Старик молча показал ему на стул.
– Так в какое время пришел домой ваш внук, Григорий Иванович? В тот день, когда кассира ограбили?
– Без двадцати двенадцать... – растерянно прошептал старик.
– Вы что ж, специально заприметили время?
– Да как вам сказать... Не специально. Дверь хлопнула – а я посмотрел на часы. Машинально.
– А что на улице происходило? Вспомните поточнее.
– На улице уже толпа собралась... – старик повернулся к окну, внимательно разглядывая пустынный переулок, словно восстанавливая в памяти события того дня. – Милиция...
– Григорий Иванович, а сейчас сколько времени?
– Сейчас? – старик бросил взгляд в зеркало, но потом повернулся к часам.
– Одиннадцать двадцать.
– А в зеркале, в зеркале, – попросил Корнилов.
Старик недоверчиво посмотрел на Корнилова, потом скосился на зеркало.
– Двенадцать сорок, – на лице его отразилась мучительная работа мысли, рот приоткрылся еще больше. – Вы думаете, – сказал он, – что я...
Игорь Васильевич молчал, внимательно наблюдая за Казаковым.
– Может быть. Может быть... Я так волновался. – Он снова бросил взгляд на часы, а потом посмотрел на них через зеркало.
– Я сказал «без двадцати двенадцать», а было двенадцать двадцать. Ну конечно.
– Нападение на кассира совершено в двенадцать пятнадцать. Падая, девушка ударилась часами о камни, и они стали... Ваш внук пришел домой через пять минут.
Старик кивнул. На лице у него было написано огорчение.
– Григорий Иванович, теперь о вашем внуке. Ведь одних совпадений мало, чтобы заподозрить близкого человека в преступлении? Вы думаете, что он способен на такое?
Старик молчал, склонив голову и не глядя на подполковника. Корнилову показалось, что Григорий Иванович не понял его.
– Игнатий Борисович способен совершить преступление?
– Способен, – тихо пробормотал Казаков. – Если он способен отжулить трояк из моей пенсии, он преступник.
«Ну вот, – вздохнул Корнилов. – Опять семейные дрязги».
– Он жадный.

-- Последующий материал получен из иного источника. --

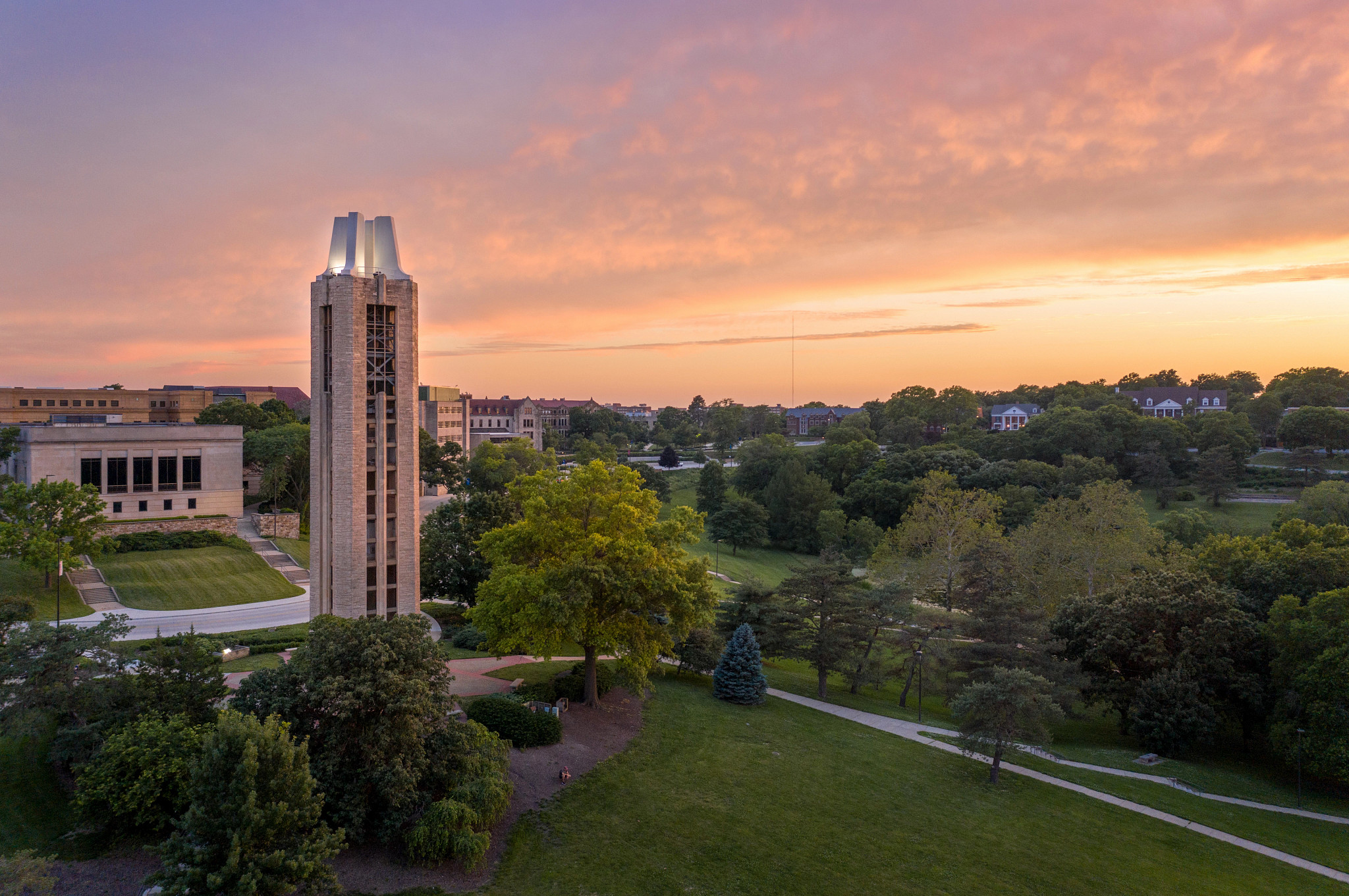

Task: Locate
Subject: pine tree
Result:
[712,624,767,706]
[151,710,343,896]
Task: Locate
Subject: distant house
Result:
[1115,385,1228,416]
[989,403,1040,430]
[783,407,862,435]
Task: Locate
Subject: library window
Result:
[182,457,201,492]
[108,457,127,494]
[131,457,155,492]
[80,457,103,492]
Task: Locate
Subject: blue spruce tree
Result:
[712,623,767,706]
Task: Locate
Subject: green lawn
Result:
[663,485,815,591]
[99,547,305,610]
[271,538,309,570]
[1136,487,1287,535]
[763,649,1349,816]
[485,679,1345,896]
[0,558,93,623]
[1246,452,1349,473]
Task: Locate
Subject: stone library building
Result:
[309,211,421,618]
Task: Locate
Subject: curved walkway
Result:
[767,687,1349,884]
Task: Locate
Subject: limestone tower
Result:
[309,211,421,618]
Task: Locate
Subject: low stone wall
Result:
[248,514,300,538]
[99,516,238,537]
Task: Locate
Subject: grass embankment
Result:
[271,538,309,570]
[1136,487,1288,535]
[763,659,1349,833]
[99,547,305,610]
[661,480,815,590]
[487,679,1344,896]
[0,558,93,623]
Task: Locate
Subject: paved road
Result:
[767,687,1349,884]
[70,587,309,639]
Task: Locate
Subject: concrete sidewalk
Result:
[767,687,1349,884]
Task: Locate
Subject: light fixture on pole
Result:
[1298,727,1308,808]
[913,649,923,724]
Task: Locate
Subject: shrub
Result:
[515,682,557,703]
[468,694,563,749]
[76,713,207,830]
[712,623,767,706]
[112,531,252,554]
[553,660,614,703]
[449,625,487,651]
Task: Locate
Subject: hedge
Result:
[468,694,563,749]
[112,529,252,554]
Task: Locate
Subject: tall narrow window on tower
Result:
[318,305,333,395]
[366,305,398,396]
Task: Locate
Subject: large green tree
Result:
[1279,406,1349,457]
[464,439,557,493]
[150,710,343,896]
[707,493,767,556]
[470,461,716,706]
[1194,519,1349,618]
[1052,573,1264,749]
[875,471,1003,610]
[231,616,504,842]
[0,480,108,585]
[698,460,727,516]
[779,560,870,700]
[1267,589,1349,783]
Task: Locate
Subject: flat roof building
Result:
[0,413,244,521]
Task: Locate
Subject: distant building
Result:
[603,403,659,433]
[1116,385,1228,416]
[783,407,862,435]
[160,385,309,416]
[417,385,474,452]
[0,413,244,519]
[989,404,1040,430]
[534,399,603,438]
[468,395,543,450]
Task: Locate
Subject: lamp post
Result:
[57,535,74,632]
[913,648,923,725]
[1298,727,1306,808]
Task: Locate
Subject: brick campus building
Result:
[309,211,421,618]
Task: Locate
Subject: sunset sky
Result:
[0,0,1349,404]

А прочности в нем нет! Дочь с покойником мужем виноваты в этом. Я плавал, годами не бывал дома. Поздно заметил... С пяти лет Игнашка складывал гривенники в копилку. Ему хотелось накопить сто рублей. Спросите зачем? Да ни за чем... Просто так. Ведь у него все было! Чтобы поскорее накопить, он говорил матери: «Хорошо бы дед-мороз принес не игрушку, а десять рублей!» И дед-мороз приносил! Вырос – книжки мои тайком стал букинистам сплавлять. Игнашка завистливый. Ему всего хочется. А вы спрашиваете – способен ли... Жадный да завистливый на все способен.
«Ну нет, здесь ты, старик, через край хватил, – подумал Корнилов. – Если бы все жадные воровать стали – конец света!»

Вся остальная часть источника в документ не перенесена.